2. As a consequence of suggestions that there was a lack of uniformity in the assessment of professional practitioners as between the various Branch Offices a review was made of the practices followed by various offices as a means of determining the reasonableness of certain amounts claimed as deductions by doctors.
3. The difficulties of achieving complete uniformity in the processing of claims by medical practitioners are, of course, fully recognised as, by nature, each particular claim ultimately turns on the factual situation established by the claimant. Nevertheless, to guard against criticism of inconsistent application of the law in respect of deductions claimed by doctors, it has been decided that some limited form of guidelines should be followed on a Commonwealth-wide basis with the object of minimising these difficulties.
Ruling
4. The principal area of concern involves payments made by doctors to compensate their wives for duties undertaken while assisting in the running of their practices. In determining reasonable levels of remuneration in these case, it has been decided that, where a doctor can establish that his wife has undertaken work on a full time basis which would otherwise be done by outside staff, the ruling award rates of pay for the particular category of work may be taken as the starting point in determining the reasonableness of claims for section 65 purposes. On the other hand, where the duties of the wife amount to nothing more than telephone answering and performance of minor clerical work occupying approximately three-four hours a day, remuneration calculated at the rate of $1 per hour would not be considered excessive for the purposes of section 65. Each case would, of course, require examination in the light of its own particular facts.

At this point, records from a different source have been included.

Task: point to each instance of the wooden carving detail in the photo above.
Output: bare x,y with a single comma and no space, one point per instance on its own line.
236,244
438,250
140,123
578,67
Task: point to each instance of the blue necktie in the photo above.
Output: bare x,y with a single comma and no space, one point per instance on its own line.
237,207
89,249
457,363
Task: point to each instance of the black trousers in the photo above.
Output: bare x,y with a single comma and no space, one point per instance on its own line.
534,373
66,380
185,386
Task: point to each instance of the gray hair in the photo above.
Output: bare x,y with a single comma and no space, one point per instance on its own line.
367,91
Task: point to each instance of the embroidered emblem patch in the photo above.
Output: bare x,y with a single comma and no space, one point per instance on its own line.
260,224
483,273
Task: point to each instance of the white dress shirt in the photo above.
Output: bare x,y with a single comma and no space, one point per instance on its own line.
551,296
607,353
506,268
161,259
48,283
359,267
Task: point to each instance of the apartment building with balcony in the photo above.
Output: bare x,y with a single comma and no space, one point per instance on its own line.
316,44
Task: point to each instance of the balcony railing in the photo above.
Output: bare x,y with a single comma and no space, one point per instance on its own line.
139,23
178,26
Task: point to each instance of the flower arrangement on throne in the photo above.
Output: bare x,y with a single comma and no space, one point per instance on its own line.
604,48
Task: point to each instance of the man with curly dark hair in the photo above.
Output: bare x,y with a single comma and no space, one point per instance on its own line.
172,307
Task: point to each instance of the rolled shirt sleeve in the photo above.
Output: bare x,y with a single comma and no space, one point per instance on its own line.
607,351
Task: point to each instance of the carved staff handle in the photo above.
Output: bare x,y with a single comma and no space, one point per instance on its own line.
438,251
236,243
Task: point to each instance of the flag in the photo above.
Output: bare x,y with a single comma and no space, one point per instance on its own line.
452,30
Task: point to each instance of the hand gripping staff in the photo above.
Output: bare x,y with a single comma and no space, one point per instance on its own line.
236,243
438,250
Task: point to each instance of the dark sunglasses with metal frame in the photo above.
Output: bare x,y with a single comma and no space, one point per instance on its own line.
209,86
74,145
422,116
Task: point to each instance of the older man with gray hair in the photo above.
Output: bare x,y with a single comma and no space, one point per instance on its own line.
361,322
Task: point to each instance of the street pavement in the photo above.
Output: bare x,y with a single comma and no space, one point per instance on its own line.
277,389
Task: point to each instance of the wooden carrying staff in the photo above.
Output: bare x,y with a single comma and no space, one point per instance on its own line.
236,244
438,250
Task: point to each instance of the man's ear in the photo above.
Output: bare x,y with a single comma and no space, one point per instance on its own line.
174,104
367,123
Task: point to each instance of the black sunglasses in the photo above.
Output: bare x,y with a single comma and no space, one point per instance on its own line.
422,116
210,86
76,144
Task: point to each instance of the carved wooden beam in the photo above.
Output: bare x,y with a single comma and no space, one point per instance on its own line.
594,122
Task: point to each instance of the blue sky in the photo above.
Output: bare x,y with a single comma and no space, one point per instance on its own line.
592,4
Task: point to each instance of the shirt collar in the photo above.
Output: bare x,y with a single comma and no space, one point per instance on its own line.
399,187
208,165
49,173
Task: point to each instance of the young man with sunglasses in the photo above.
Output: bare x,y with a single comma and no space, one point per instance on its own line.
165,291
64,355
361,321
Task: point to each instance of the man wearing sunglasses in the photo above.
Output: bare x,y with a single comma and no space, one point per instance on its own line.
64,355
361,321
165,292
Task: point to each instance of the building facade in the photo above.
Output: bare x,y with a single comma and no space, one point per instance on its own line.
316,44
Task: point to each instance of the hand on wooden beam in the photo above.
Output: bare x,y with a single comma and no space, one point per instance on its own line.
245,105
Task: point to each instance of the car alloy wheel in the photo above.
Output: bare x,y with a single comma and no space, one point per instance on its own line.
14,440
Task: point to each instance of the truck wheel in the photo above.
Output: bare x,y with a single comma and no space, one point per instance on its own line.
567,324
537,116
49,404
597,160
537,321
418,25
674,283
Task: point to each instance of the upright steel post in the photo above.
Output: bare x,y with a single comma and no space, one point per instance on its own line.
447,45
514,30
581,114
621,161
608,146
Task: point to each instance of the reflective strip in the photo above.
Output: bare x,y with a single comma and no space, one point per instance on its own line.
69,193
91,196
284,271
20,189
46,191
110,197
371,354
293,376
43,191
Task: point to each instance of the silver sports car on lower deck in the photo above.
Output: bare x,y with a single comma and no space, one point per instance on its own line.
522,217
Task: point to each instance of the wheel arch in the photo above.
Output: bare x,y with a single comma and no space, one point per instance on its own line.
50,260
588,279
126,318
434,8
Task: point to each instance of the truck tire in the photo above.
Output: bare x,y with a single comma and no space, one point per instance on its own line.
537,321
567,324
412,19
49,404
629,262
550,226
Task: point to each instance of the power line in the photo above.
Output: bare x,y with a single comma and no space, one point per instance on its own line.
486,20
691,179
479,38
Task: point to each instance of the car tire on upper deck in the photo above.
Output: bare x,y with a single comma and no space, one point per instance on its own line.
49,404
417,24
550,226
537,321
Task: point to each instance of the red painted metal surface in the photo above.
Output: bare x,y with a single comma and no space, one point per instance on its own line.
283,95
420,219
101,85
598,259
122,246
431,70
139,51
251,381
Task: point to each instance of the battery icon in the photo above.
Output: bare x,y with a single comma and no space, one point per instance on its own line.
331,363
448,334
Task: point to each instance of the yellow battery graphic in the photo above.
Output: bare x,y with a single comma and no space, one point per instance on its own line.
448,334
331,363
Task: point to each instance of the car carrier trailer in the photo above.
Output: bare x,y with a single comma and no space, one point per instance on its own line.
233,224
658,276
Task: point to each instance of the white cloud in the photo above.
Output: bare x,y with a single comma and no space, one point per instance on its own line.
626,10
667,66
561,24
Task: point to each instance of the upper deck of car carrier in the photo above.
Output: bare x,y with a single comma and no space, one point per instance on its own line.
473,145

5. In cases falling between these two extreme situations, for example, where a doctor's wife performs some duties which outside staff would otherwise provide while also attending to telephone calls, the assessment of the reasonableness of the level of remuneration will become largely a matter of judgment to be determined in the light of established facts. Due regard should be paid to such factors as:
- (a)
- Whether a practice is conducted by a sole practitioner or by a partnership;
- (b)
- The size of the partnership;
- (c)
- Whether a country or urban practice.
6. With regard to claims made by doctors in respect of motor car running expenses applicable to business use, it is considered that where one car only is used 90% of the running costs would relate to the pursuit of the doctor's profession. However, in the case where it is claimed that a second car is used for business purposes, deductions in respect of running costs of that vehicle should be restricted to a maximum of 25% of total expenses unless special circumstances exist to warrant the allowance of a greater amount.
7. Claims for entertainment expenses by general practitioners should usually be disallowed unless a clear nexus can be established between the outgoing and the production of assessable income. However, because these claims are usually for estimated expenditure, it would appear that the adoption of a standard amount to be allowed under this heading may overcome some of the difficulties inherent in determining the reasonableness of these claims. Subject to any special features which may be known to exist in a particular case or where a claim is supported by reference to actual expenditure, claims for entertainment expenses of specialists in excess of $260 per annum should not be accepted without query.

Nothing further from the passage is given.